Zuruf von Jochen Jung

Lesen Sie gefälligst Bücher!

3. Juli 2015
von Börsenblatt
Denn das ist "eines der großen Vergnügen, die man in unserer Zeit noch haben kann". Nur fehlt es an klaren Ansagen an die Mitmenschen, sie zur Lektüre zu verpflichten. Seid dabei nicht zimperlich, rät Jochen Jung.

Kürzlich schenkte meine Tochter mir einen groß­artigen Cartoon von Til Mette, auf dem ein mittelaltes Paar einen Raum mit Bücherregalen bis zur Decke bestaunt, und er zu ihr sagt: "So eine Art Wärmedämmung aus dem 20. Jahrhundert." Das Tolle an dem Satz ist natürlich nicht der ­bücherverachtende Unterton, sondern dass es tatsächlich nichts Besseres gegen die allgemeine Zivilisationskälte und Menschenvergesslichkeit gibt als Bücher. Dazu passt wiederum ein Satz, den ich kürzlich von dem noch großartigeren Michael Haneke hörte: "Das ist eines der großen Vergnügen, die man in unserer Zeit noch haben kann: Lesen."

Wer von uns Bücherfreunden wollte da nicht zustimmen: Lesen bringt’s! Aber leider muss man auch ergänzen: am Lesen hapert's. Und zwar am Lesen von Büchern, von dem, was in Leseplänen früher Ganztexte hieß, das heißt, nicht nur Mails, Untertitel und Gebrauchsanweisungen, sondern so altmodische und wunderbar umständliche Dinge wie Erzählungen und Romane.

Schon lange wissen wir ja, dass es nicht reicht, die Eltern und Lehrer lieb zu bitten, die Kleinen doch gefälligst … Oder sich damit zu beruhigen, dass man ja auch im Internet ohne Lesen nicht vorankommt. Es geht um weitere Zusammen­hänge und Imaginationen.

Ich ertappe mich inzwischen gelegentlich dabei, mir zu wünschen, man sollte das Lesen anordnen. In meiner Jugend war man noch selbstverständlicher von Imperativen umgeben in freundlich gemeintem Befehlston, zum Beispiel: "Fasse dich kurz!" oder "Esst mehr Obst, und ihr bleibt gesund." Das las man an Gemüseläden und auf den Papiertüten, in denen man die gekauften Äpfel davontrug.
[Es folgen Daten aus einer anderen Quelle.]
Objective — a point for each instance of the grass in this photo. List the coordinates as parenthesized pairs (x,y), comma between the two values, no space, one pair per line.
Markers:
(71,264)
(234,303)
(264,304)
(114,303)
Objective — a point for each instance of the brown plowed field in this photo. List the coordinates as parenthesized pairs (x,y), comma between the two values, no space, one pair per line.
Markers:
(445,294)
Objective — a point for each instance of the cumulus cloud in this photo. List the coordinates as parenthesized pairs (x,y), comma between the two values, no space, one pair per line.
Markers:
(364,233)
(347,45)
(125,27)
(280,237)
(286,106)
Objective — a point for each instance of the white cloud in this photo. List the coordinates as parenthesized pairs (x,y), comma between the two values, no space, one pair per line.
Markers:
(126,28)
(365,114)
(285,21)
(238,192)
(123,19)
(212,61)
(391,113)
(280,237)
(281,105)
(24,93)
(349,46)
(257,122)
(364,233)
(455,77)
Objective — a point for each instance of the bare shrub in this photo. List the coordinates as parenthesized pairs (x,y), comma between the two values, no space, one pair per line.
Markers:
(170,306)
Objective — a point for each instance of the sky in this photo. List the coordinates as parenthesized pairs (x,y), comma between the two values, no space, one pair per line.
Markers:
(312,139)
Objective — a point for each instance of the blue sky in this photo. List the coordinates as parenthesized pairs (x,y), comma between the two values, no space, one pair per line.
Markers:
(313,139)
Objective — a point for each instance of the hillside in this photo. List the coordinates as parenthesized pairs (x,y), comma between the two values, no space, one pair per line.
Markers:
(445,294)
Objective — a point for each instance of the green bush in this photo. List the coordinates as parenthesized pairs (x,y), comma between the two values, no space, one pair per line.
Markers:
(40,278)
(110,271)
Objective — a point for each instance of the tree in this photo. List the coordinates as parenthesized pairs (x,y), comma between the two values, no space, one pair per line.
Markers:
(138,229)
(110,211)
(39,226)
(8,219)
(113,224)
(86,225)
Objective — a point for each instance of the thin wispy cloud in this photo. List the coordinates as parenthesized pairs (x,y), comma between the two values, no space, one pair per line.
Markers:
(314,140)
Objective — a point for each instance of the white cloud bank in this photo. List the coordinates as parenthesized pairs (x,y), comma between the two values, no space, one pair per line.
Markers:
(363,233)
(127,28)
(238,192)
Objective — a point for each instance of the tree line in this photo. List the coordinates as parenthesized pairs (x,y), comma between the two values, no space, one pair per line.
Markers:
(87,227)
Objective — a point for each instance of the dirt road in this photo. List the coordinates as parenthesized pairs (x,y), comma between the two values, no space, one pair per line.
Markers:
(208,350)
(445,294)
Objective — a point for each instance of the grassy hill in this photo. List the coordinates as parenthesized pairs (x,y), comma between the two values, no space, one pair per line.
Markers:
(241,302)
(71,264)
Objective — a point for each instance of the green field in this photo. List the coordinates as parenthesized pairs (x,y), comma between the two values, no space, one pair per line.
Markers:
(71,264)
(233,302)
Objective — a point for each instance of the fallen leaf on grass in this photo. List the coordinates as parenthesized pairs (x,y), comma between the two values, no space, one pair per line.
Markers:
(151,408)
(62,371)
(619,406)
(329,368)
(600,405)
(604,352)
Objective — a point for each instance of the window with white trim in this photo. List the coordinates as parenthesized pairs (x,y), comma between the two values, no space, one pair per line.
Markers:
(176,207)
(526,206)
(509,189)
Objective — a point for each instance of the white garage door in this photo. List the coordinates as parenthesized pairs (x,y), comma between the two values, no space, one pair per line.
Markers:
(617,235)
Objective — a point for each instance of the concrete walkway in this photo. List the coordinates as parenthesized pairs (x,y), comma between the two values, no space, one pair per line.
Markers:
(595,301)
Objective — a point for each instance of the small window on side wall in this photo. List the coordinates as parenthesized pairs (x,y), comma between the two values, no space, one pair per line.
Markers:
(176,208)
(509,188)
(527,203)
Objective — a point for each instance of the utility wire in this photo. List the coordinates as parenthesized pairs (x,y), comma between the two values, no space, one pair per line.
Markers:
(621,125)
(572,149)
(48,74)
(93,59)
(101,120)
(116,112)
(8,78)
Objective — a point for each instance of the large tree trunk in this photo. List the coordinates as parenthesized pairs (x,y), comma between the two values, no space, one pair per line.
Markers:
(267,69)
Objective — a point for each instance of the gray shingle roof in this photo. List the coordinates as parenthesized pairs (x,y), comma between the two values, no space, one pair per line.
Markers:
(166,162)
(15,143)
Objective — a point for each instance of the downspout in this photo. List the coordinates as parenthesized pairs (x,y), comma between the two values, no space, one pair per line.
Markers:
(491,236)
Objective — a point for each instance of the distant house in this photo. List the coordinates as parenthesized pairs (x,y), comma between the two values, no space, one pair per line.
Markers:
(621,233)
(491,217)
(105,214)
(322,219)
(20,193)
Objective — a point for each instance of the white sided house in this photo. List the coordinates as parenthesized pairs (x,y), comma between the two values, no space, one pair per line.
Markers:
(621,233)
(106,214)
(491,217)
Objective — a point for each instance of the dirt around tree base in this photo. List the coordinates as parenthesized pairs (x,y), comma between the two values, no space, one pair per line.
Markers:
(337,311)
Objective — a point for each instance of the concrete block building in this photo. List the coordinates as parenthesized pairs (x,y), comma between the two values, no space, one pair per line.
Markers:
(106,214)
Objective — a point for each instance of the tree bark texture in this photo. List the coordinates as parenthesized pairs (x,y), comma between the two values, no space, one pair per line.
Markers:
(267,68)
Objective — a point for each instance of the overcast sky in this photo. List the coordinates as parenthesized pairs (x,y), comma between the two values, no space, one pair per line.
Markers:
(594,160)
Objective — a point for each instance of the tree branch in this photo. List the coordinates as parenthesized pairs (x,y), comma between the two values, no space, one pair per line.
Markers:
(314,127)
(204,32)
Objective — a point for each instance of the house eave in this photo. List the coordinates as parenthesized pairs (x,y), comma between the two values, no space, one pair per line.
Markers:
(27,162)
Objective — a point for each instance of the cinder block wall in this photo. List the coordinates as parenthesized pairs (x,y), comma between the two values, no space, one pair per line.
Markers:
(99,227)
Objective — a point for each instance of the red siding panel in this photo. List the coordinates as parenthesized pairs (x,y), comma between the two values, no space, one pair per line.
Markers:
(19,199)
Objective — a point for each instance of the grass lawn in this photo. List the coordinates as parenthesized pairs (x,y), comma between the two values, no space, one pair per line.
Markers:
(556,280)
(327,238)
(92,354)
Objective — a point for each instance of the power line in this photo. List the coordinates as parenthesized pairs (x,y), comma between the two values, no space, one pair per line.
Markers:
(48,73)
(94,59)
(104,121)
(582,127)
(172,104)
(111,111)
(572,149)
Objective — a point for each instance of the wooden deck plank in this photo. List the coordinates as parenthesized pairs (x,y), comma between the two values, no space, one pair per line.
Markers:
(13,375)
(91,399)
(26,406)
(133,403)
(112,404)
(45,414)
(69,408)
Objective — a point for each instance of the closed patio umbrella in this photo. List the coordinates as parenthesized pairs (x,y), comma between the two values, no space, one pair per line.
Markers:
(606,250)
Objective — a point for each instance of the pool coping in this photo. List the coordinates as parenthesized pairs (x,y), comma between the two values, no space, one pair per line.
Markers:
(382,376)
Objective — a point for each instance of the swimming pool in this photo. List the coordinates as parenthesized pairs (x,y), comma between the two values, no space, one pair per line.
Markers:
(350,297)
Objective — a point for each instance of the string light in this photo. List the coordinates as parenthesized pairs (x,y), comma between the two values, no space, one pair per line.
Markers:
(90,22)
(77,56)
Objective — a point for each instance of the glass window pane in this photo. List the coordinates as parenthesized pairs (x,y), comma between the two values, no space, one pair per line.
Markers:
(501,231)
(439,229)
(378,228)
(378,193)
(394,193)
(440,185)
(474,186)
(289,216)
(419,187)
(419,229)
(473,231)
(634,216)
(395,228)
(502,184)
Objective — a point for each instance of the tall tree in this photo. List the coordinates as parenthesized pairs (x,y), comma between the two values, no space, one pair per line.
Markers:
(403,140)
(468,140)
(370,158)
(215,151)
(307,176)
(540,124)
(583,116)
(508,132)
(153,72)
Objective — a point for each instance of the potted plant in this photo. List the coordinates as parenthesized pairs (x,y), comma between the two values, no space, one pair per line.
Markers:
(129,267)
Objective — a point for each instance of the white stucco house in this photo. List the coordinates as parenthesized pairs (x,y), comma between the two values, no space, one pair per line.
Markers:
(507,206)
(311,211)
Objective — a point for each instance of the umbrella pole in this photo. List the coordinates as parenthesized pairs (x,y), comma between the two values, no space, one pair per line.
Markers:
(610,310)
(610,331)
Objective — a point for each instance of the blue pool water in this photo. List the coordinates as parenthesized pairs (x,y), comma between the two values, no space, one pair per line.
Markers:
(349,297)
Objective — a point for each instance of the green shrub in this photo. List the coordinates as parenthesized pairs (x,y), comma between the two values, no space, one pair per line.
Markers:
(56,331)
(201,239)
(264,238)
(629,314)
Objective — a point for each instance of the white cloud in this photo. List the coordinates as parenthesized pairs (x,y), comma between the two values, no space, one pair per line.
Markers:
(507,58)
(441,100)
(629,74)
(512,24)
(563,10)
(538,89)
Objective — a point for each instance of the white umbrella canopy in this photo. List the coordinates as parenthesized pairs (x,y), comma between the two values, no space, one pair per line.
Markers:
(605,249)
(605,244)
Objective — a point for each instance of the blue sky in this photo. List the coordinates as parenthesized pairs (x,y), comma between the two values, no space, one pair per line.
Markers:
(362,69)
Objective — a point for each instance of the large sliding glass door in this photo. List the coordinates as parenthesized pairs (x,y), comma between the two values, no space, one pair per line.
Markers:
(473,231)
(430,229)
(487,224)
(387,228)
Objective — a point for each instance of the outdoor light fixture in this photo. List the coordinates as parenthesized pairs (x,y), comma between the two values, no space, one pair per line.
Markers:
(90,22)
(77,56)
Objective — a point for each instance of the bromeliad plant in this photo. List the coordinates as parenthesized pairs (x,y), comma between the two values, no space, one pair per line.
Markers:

Noch heute kann ich kaum in einen Apfel beißen, ohne daran zu denken (was auch heißt: ohne daran zu glauben).

Vielleicht sollten wir als Lehrer, Eltern, Buchhändlerin und Buchkenner unsere christliche Zimperlichkeit zwischendurch ablegen und ruhig etwas aggressiver andere zu Büchern und ihrer Lektüre verpflichten: Lies dieses Buch und erzähl mir, was drinsteht, dann darfst du auch am Samstagabend bis eins … A propos christlich: Schon Augustin (der heilige, nicht der liebe lustige August) wurde durch einen Imperativ auf seinen richtigen Weg gebracht, auf lateinisch natürlich (was ja noch viel abartiger ist als jedes Buch): "Tolle, lege!" "Nimm und lies!" Nimm ein tolles Buch und leg dich damit aufs Sofa. Aber man kann ja nicht immer darauf warten, dass einen der Engel besucht, dem man nicht widerstehen kann, es genügt, wenn der freundliche Nachbar spricht: "Haben Sie schon Donna Tartt gelesen? Nein? Sollten Sie aber. Dagegen ist jeder Tatort ein Glas Milch!"

Bücher sind in der Tat mehr als der dekorative Background für gepflegte Abendunterhaltungen. Sie sind die Stütze unserer Kultur, und nicht nur die eines wackligen Fernsehapparats. Man kann auch ruhig mal Leuten, die das nicht hören wollen, sagen, was Bücher einem (selbst) bedeuten, was für Wundertüten Bücher sind! Und gesund wie Äpfel sind sie auch!